Bess stretched her legs in front of her and reached for Gladys’s drink. “Is this gin?” She took a sip. It was water; Gladys, like Harry, almost always drank water.
“It was a terrible thing that they put in the papers this morning.”
Bess pressed her hand into Gladys’s. “But you know I didn’t engineer that séance.”
Gladys nodded reasonably. “Of course, you were tricked.”
Bess felt her face flush. She didn’t want to be the object of anyone else’s pity, especially not Gladys’s. They had always enjoyed a cool, levelheaded friendship. And for all her life’s difficulties, Gladys had never felt sorry for herself, and Bess would be damned if she would let some gossip get to her.
Gladys was the one person, besides Harry’s mother, who could do no wrong in his eyes. She had been almost completely blinded as a child in a gas lamp explosion, and when he died Harry had left her with a sum of money large enough for her to purchase her own small apartment and hire a sight companion, full-time. Bess had offered her a room in the town house, but Gladys had wanted to live on her own. The two women weren’t close during Harry’s lifetime, but in the years following his death their friendship had blossomed. Now they met every afternoon for cake and walked back to Gladys’s apartment together after four o’clock closing. It was the twilight hour—the tinkling spoons quieting as the room emptied out, the light settling into evening, the spring air cooling.

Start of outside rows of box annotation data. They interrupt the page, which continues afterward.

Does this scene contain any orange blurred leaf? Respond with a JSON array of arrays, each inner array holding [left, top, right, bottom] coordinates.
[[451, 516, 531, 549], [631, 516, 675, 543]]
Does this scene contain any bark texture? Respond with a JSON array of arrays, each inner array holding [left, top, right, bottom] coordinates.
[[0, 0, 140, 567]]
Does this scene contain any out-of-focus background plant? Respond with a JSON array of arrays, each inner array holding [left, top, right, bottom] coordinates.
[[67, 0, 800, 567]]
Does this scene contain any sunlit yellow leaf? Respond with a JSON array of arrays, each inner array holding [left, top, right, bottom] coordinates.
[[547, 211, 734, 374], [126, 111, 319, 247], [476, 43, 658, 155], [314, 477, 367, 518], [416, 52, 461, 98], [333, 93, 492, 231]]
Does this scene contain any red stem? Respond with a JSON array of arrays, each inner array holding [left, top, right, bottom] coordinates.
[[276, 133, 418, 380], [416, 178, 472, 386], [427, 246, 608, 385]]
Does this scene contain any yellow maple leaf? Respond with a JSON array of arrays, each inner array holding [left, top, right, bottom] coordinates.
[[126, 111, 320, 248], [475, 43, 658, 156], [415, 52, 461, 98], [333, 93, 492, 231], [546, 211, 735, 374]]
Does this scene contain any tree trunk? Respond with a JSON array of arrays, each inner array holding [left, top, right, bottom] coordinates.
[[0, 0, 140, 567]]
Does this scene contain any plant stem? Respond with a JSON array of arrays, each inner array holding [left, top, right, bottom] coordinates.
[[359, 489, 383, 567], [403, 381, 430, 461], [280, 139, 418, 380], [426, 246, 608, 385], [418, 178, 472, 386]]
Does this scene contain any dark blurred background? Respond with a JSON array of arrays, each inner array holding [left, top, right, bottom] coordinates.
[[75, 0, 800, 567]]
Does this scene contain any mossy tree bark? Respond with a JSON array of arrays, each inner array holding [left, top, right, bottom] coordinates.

As Gladys and Harry’s mother had gotten older, Gladys and Mrs. Weiss had cared for each other; they had a symbiotic relationship that worked well, each doing the things the other could not—Mrs. Weiss still had her vision but was lacking strength, and Gladys had plenty of strength but no vision. But when Mrs. Weiss died it was like a light went off in Gladys. Only with their own growing friendship had Bess seen a change in her.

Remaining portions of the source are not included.